Kevin Warsh announced the Fed’s decision to hold rates steady at his first FOMC meeting Wednesday and deliberately avoided forward guidance, leaving markets to price in a rate hike by year-end as Bitcoin (CRYPTO: BTC) faces a fresh headwind.

Warsh Killed Forward Guidance and Nine Committee Members Want a Rate Hike

The FOMC statement under Warsh ran barely half a page compared to the page-and-a-half releases under Jerome Powell

Warsh did not add his own position to the dot plot. Nine committee members already project a rate hike before year-end, and the CME FedWatch tool shows markets pricing only a 15% chance that rates stay flat through December.

Analyst Benjamin Cowen argued Wednesday that the pricing-in of a rate hike is itself the headwind, regardless of whether one actually happens. 
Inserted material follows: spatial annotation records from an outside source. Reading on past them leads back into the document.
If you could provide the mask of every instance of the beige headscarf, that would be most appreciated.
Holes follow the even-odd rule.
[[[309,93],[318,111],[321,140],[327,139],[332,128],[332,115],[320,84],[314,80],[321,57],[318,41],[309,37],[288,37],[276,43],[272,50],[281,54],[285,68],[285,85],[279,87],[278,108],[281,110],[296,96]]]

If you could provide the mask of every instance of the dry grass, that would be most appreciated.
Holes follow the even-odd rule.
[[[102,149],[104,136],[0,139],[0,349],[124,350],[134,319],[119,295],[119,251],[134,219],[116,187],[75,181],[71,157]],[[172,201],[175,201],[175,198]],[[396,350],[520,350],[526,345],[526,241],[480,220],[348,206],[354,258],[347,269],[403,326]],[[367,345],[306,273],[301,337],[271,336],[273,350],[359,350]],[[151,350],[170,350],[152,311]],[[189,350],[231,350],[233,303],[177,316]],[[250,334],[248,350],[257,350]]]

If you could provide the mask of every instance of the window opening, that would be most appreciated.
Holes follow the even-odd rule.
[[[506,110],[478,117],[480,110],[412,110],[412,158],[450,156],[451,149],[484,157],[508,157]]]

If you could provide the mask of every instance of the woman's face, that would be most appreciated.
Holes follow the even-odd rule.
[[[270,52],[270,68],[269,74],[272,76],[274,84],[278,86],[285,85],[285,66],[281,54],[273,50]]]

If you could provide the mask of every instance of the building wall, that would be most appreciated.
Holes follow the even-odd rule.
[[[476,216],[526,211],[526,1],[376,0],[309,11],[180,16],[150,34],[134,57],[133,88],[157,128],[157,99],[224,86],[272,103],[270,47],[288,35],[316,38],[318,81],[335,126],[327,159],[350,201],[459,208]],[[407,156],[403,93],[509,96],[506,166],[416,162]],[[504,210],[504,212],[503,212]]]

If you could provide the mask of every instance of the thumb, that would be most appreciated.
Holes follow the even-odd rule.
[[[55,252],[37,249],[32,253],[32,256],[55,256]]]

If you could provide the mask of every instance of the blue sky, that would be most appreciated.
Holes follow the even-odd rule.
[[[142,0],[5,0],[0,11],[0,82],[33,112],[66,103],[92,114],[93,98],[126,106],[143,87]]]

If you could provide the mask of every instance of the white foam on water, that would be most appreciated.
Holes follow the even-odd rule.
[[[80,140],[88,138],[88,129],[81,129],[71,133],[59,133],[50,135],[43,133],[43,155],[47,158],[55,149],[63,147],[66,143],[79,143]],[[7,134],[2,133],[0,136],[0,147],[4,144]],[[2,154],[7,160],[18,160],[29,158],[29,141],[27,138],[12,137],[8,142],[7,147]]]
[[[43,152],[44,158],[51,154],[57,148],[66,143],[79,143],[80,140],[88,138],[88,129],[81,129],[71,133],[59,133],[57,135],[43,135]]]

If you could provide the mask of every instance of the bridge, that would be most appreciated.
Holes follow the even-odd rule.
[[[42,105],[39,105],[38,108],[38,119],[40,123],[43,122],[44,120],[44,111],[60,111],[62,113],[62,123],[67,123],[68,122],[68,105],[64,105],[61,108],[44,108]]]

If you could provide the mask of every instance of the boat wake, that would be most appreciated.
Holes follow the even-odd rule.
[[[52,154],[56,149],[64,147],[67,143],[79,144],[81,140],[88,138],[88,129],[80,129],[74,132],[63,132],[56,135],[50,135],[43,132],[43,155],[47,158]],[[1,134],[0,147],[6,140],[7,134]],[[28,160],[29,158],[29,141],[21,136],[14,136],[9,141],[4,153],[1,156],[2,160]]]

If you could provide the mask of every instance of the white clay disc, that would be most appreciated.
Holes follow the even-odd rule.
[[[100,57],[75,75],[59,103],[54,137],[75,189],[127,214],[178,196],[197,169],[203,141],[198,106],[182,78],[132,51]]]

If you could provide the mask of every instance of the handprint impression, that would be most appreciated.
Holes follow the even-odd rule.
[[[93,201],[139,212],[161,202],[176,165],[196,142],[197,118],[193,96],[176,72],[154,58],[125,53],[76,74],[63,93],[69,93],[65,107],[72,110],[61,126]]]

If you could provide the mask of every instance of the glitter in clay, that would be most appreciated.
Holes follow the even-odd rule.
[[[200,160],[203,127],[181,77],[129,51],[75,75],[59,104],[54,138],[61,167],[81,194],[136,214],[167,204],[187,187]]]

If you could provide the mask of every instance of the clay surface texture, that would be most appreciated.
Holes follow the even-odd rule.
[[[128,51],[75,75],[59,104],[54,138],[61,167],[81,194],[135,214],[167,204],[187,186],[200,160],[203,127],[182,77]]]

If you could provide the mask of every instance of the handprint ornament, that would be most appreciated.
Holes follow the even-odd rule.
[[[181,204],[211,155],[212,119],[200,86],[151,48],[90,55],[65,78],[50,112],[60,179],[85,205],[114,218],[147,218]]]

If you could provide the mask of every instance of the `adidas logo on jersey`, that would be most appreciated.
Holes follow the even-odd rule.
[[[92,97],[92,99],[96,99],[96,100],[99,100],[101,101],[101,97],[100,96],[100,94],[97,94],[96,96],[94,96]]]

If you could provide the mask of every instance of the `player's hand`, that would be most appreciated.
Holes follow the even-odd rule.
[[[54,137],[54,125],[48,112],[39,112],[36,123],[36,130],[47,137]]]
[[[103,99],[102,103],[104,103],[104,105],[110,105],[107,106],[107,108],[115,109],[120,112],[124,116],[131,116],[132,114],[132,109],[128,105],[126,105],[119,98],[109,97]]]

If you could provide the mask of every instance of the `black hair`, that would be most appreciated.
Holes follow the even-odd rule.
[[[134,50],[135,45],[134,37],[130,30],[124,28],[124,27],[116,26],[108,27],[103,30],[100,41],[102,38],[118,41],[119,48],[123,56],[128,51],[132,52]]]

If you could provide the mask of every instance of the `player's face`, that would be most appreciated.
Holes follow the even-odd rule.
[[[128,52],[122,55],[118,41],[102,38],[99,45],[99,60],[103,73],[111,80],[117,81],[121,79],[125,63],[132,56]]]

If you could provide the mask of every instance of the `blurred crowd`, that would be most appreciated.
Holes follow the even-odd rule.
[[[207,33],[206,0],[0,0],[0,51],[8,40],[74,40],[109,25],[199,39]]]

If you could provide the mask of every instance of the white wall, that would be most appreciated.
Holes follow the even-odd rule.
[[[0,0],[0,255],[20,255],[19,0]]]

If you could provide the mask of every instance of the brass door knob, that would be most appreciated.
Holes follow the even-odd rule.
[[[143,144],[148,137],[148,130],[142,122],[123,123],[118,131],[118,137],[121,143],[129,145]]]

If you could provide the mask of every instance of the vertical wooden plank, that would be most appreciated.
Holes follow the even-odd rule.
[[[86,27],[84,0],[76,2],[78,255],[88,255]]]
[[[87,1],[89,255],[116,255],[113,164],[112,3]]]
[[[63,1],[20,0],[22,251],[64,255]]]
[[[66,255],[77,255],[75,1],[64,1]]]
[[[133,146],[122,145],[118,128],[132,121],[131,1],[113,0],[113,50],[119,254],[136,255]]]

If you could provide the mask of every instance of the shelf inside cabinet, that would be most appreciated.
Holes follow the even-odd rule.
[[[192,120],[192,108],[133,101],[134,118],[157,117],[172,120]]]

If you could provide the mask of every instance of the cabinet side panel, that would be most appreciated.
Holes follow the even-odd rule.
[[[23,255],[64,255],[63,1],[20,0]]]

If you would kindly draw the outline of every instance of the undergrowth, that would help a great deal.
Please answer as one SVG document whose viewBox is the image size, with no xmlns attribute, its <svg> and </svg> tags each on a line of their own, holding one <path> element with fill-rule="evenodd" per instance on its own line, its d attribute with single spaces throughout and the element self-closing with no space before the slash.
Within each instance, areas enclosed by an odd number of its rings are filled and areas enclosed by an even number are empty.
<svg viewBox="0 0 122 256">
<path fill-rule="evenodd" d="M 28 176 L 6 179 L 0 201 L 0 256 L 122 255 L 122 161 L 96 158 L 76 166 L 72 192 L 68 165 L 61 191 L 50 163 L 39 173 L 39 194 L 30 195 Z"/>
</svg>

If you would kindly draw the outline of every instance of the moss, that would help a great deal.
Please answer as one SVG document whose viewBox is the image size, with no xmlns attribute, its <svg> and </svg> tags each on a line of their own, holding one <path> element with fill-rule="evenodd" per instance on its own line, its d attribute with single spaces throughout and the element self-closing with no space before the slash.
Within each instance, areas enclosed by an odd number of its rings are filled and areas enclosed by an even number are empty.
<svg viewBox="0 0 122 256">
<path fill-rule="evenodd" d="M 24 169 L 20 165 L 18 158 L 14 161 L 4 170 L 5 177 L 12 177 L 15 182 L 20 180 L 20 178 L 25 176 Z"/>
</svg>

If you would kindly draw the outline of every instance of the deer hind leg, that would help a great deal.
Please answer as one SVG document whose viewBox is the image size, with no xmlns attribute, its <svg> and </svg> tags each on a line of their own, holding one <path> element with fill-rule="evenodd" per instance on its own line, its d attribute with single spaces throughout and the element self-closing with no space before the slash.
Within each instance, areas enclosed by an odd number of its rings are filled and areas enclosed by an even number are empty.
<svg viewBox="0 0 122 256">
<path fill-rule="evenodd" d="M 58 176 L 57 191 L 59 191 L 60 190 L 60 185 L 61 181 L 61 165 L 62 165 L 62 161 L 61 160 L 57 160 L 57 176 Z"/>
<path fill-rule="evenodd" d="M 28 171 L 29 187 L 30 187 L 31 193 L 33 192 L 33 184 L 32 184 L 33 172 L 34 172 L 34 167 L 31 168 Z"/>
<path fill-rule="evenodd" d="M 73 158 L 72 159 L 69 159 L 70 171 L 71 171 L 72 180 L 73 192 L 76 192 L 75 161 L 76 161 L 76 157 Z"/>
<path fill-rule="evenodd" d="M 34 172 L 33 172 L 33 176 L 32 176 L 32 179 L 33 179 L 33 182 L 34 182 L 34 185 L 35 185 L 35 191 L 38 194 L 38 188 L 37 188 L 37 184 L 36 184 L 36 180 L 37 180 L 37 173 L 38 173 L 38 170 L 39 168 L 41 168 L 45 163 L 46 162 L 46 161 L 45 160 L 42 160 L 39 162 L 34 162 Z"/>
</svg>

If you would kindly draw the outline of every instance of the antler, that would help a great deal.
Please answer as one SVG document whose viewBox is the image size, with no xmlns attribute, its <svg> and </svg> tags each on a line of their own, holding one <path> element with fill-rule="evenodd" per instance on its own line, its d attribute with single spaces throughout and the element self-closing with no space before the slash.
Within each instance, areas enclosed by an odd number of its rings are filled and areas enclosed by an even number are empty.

Bitcoin depends on looser monetary policy to outperform, and the two-year Treasury yield heading back up historically forces the Fed to follow with hikes. The two-year yield has been moving higher, repeating a pattern seen before rate hike cycles in the 1960s and late 1990s.

The Dollar Is Forming A Base That Could Add More Pressure On Risk Assets

Cowen flagged the US dollar forming a massive base at current levels and showing signs of breaking out. 

A stronger dollar historically compresses crypto and risk asset prices. Combined with inflation sitting above 2% for the entire period since 2021 and no clear path down, Warsh faces a situation where cutting rates would likely send long-end yields higher as bond vigilantes push back.

“Inflation is a choice,” Warsh said during the press conference. His comments suggest he is less focused on decimal precision in inflation prints and more focused on the broader trajectory, which has not broken below 2% since 2021.

Why This Matters For Bitcoin Right Now

Cowen noted that after a new Fed chair assumes the role, the S&P 500 often tests that chair with a correction. 

The back half of midterm years historically brings weakness, and June marks the beginning of that window. 

If the market throws Warsh that curveball, it tests whether he raises rates in the face of persistent inflation or runs policy hot, which would push long-end yields higher either way.

Both paths are negative for Bitcoin in the near term. The only positive scenario requires oil prices staying down after the Iran deal and inflation cooling enough to take rate hike odds off the table entirely.